Whether you choose to take estrogen or not, maintaining a healthy lifestyle will improve your chances of avoiding the number one cause of death in women, heart disease. The nutritional and lifestyle guidelines for preventing heart disease are often the same as those recommended for preventing breast cancer.
Follow these lifestyle habits to avoid heart disease, years into the future.
Smokers have two to six times the risk of heart attack as nonsmokers. The good news is that as soon as you stop smoking, your risk of a heart attack drops rapidly.
Recent research has even shown that omega-3 fatty acid may be the secret to quitting smoking, even for those who are not actively trying to kick the habit.
It’s never too late to start. Walking briskly for 20 to 30 minutes and lifting light weights two to three times per week will help you lose weight and lower your blood pressure, blood glucose, and cholesterol.
While there’s no proven link between immediate stress and heart disease, chronic stress does cause the adrenal glands to secrete large amounts of the hormone adrenaline, causing your blood pressure to rise, your heart to beat faster, and your breathing to increase.
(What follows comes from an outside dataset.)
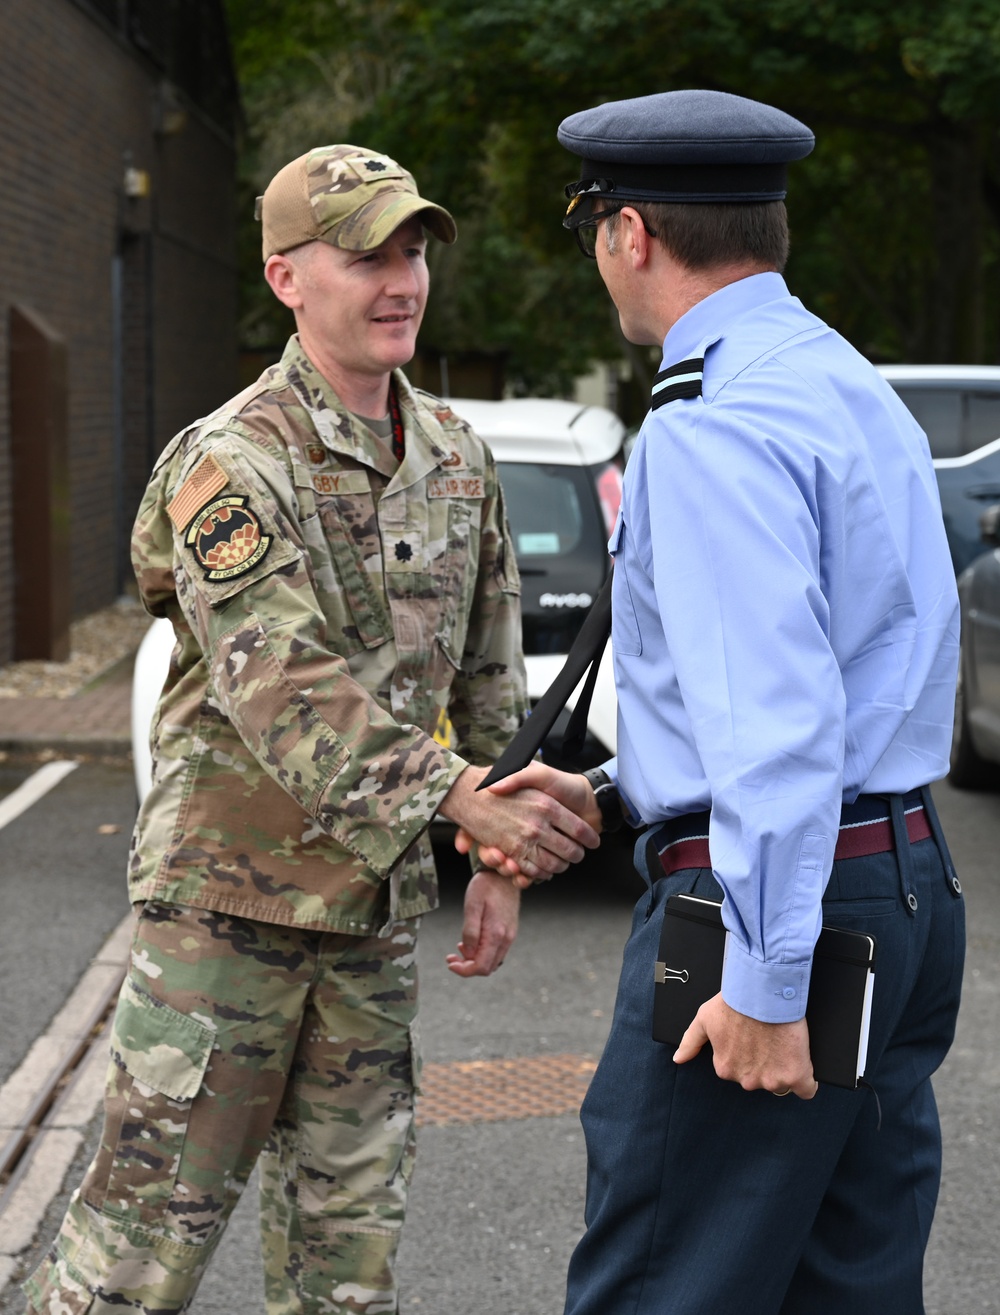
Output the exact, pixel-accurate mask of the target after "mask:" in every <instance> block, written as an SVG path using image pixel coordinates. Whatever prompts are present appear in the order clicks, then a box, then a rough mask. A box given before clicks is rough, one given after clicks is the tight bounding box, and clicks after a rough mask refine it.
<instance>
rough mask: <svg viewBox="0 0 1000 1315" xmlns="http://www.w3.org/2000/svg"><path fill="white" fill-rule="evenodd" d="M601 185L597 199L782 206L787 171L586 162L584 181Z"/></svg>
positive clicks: (613, 162)
mask: <svg viewBox="0 0 1000 1315" xmlns="http://www.w3.org/2000/svg"><path fill="white" fill-rule="evenodd" d="M589 179H600V180H601V181H603V183H604V184H605V185H604V187H601V189H600V191H599V192H595V193H593V195H596V196H605V197H614V199H616V200H618V201H680V203H688V204H695V203H697V201H703V203H705V201H707V203H712V201H739V203H753V201H782V200H784V196H786V193H787V191H788V166H787V164H784V163H778V164H774V163H772V164H620V163H617V162H612V160H588V159H584V160H583V163H582V167H580V180H582V181H583V183H586V181H587V180H589Z"/></svg>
Stress can also increase the release of sugar into your bloodstream. Consider coloring for stress relief or starting out your morning stress-free by practicing simple stretches and moves.
Eat a healthy diet.
We can’t stress it enough, but so much of your total health and wellbeing depends on what you eat and drink. Avoid junk food and focus on eating more greens, beans, vegetables, berries, seeds, nuts and less saturated fat, salt, sugar, packaged foods and processed foods.
Watch your weight.
Maintaining your ideal body weight lowers heart risk by 35 to 45 percent, so follow some weight loss tips to help your heart and give your ticker some love.
Maintain mental health.
Treating depression and reducing stress can lower risk of heart attacks and incorporating healthy foods into your diet and ditching processed foods may lower risk of depression.